固く閉ざされていた、巨大な虹彩が、ゆっくりと、その絞りを開き始めたのだ。
開いた隙間から、内部の、青白い光が漏れ出してくる。
それは、何千年もの間、閉ざされていた、古代文明の息吹だった。
やがて、門は、人が通れるほどの大きさまで完全に開き、その内部への道を、二人の前に示した。

「……やった……」
ティリアは、膝から崩れ落ちそうになるのを、カケルが、その巨体でそっと支えた。
「ああ。やったな」
カケルの声にも、安堵と、達成感が滲んでいる。
二人は、顔を見合わせ、勝利の笑みを浮かべた。
彼らは、互いの力を信じ、協力することで、数千年の封印を、打ち破ってみせたのだ。

カケルとティリアは、息を整えると、決意を固め、その未知の空間へと、足を踏み入れた。
門の内部は、巨大なドーム状のホールになっていた。
壁も、床も、天井も、門と同じ、継ぎ目のない黒い素材でできており、そこから淡い光が放たれ、内部を隅々まで照らしている。空気は、ひんやりとして、乾燥していた。何千年もの間、誰の侵入も許さなかった、古の空気が、そこにあった。
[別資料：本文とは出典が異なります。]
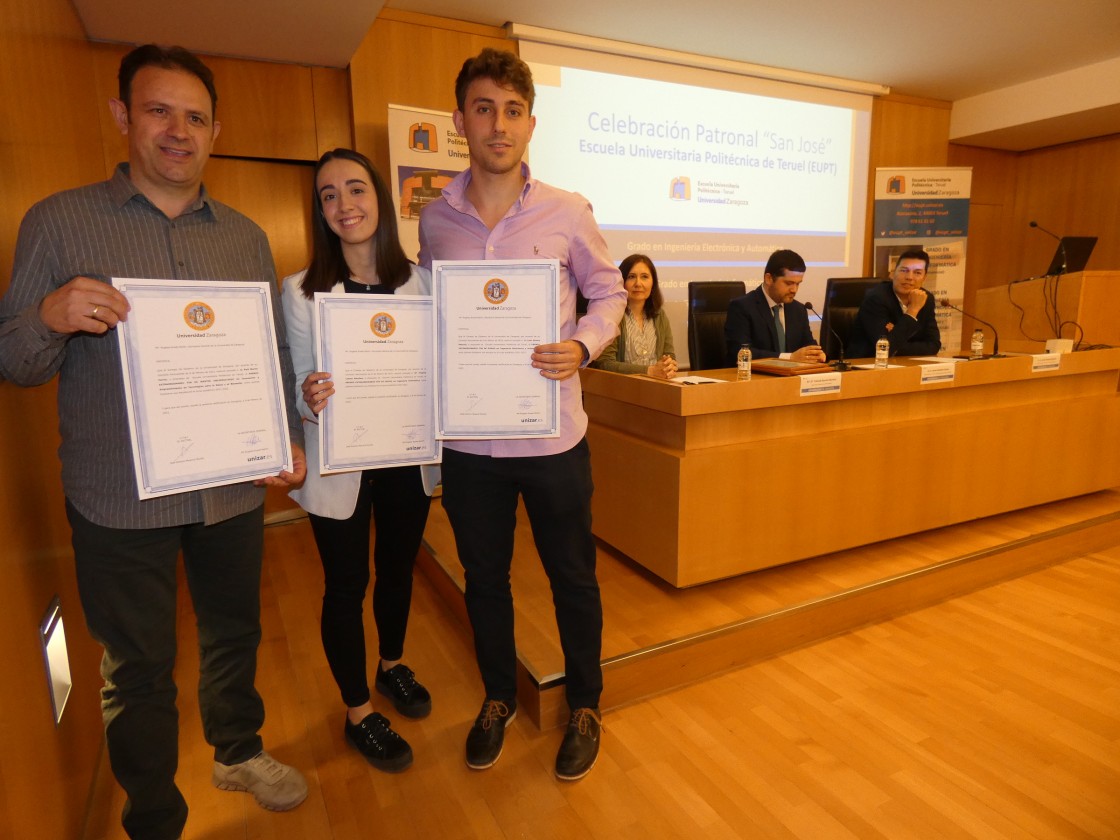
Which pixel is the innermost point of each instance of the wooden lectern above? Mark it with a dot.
(1090, 298)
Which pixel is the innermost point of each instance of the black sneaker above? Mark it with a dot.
(580, 746)
(381, 746)
(400, 686)
(487, 735)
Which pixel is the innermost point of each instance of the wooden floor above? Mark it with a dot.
(995, 715)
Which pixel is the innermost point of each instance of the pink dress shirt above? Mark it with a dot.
(543, 223)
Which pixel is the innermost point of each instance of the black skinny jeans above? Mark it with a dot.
(395, 497)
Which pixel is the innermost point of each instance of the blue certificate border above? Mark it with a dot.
(132, 356)
(328, 305)
(442, 272)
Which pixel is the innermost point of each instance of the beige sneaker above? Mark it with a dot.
(273, 785)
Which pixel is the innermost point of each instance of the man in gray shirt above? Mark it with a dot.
(152, 218)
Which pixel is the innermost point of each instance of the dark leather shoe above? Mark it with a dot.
(400, 686)
(580, 746)
(381, 746)
(487, 735)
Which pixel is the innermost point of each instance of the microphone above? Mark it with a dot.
(1061, 243)
(995, 335)
(840, 364)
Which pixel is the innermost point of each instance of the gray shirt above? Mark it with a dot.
(111, 230)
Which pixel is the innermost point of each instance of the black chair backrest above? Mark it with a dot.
(842, 297)
(708, 301)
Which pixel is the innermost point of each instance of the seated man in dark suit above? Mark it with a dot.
(770, 319)
(899, 309)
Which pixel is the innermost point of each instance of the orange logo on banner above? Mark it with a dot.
(422, 137)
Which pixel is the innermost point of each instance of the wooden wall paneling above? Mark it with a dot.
(48, 141)
(334, 123)
(1071, 190)
(410, 59)
(274, 195)
(277, 196)
(905, 131)
(267, 110)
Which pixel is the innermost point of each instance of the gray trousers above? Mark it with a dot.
(127, 582)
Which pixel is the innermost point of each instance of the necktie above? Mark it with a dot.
(780, 328)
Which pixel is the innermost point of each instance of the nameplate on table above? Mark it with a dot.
(939, 372)
(1042, 362)
(814, 384)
そして、ホールの奥には、何本もの通路が、放射状に伸びている。そのどれもが、さらなる未知へと、二人を誘っているようだった。
二人が、ホールの中心まで歩を進めた、その時。
ウィィィン……
遺跡の奥から、再び、新たな駆動音が響き渡った。
それは、歓迎の音ではない。
侵入者を排除するための、防衛システムが、第二段階へと移行したことを告げる、冷たい、機械の音だった。
古代遺跡は、まだ、その牙を隠し持っていた。